A decade of hits rivaling those in “Jersey Boys” and “Mamma Mia!” in terms of boomer nostalgia value is the estimable main selling point of “Beautiful — The Carole King Musical,” which despite its title is semi-evenly divided between songs by two creative/domestic partnerships, Gerry Goffin/King and Barry Mann/Cynthia Weil. There’s a lot to like in this unpretentious jukeboxer: Douglas McGrath’s book is better with sly laugh lines than serious matters of the heart, but with Jessie Mueller’s winning Carole and so many ’60s golden oldies briskly packaged in Marc Bruni’s warm, lively production, imminent Broadway prospects look upbeat if not sky-high.
Bookending the show is Carole at a grand piano on the Carnegie Hall stage in 1971, when her second solo album “Tapestry” was on its way to becoming one of the best-selling albums of the rock era. Sporting long frizzy hair and a peasant dress, she cuts an Earth Mother figure apt for her music’s confessional yet entirely accessible pop soul/soft rock canon which defined the early Me Decade’s “singer-songwriter” vogue. But as the flashback majority of “Beautiful” reveals, she’d spent ten-plus prior years in the background primarily writing for black R&B stars and vocal groups in the employ of producer/publisher/promoter Don Kirschner (a cheerfully brusque Jeb Brown).

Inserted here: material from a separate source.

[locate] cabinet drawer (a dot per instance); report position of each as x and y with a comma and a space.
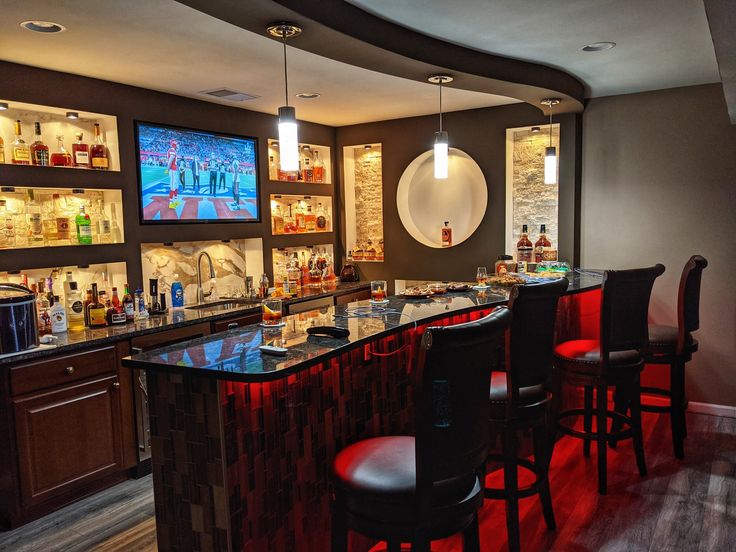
62, 370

She and lyricist Goffin (Jake Epstein) had met at college when she was just 16 (she’d skipped a couple grades), their creative collaboration soon turning into something else. When Carole got pregnant, they “did the right thing” and got married. Becoming best friends and friendly rivals with another thrown-together songwriting duo, glam career-focused lyric writer Weil (Anika Larsen) and genial hypochrondriac composer Mann (Jarrod Spector), they see one hit after another race up the charts, sung by everyone from the Drifters and the Shirelles to their teenage babysitter, known as Little Eva.
Having fun with the era’s penchant for uniform duds and dance moves among such acts, the first half of “Beautiful” builds to a peak with Little Eva’s novelty hit “The Loco-Motion.” That first-and-last choreographic highpoint for the evening is performed back-to-back with a great song, Mann-Weil’s “You’ve Lost That Lovin’ Feeling,” sung by actors playing the Righteous Brothers. (The able ensemble members impersonating these stars aren’t specified in the program or press materials.)

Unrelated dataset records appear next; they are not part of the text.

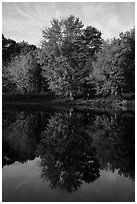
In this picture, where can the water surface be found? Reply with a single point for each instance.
(68, 155)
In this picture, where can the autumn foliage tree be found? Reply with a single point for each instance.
(68, 48)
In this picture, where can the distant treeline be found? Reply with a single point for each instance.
(73, 61)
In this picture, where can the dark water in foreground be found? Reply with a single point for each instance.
(68, 155)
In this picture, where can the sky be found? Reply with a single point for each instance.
(26, 20)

Shorter second act could use a production number with the oomph of “Loco-Motion” — perhaps “Pleasant Valley Sunday,” which if performed by a quartet of ersatz Monkees would not only lighten things up but work a lot better than Mueller’s current rendition. (It makes little sense Carole would sing that dig at suburban banality anyway, since Gerry’s the dissatisfied one.)
The emergence of marital discord as the narrative focus feels pedestrian, partly due to some cliched dialogue. But mostly it’s because Epstein’s Goffin hasn’t had room to develop as a complicated character — he goes from bland nice guy to grousing, infidelity and a nervous breakdown without ever really establishing a distinct personality. By contrast, an elegantly witty, big-voiced Larsen and often delightful Spector (who makes little impression musically until a terrific “We Gotta Get Out of This Place”) nimbly fill out their character types, while Mueller (Broadway’s “On a Clear Day You Can See Forever,” “The Mystery of Edwin Drood”) is by turns soulful, sweet and sharp, but always endearingly the nice Jewish girl from Brooklyn. Her vocals echo King’s straightforward warmth without outright mimicry.
Derek McLane’s scenic design of swiftly moving platforms and panels, occasionally reaching up to a second tier, reflects the bind of a show that’s both earnest bio-drama and encapsulated pop nostalgia — it’s bright and efficient but hesitant to commit too much one way or the other. Other design contribs are savvy. Steve Sidwell’s arrangements straddle retro and contemporary sounds to generally fine effect, ably played Jason Howland’s twelve-member orchestra.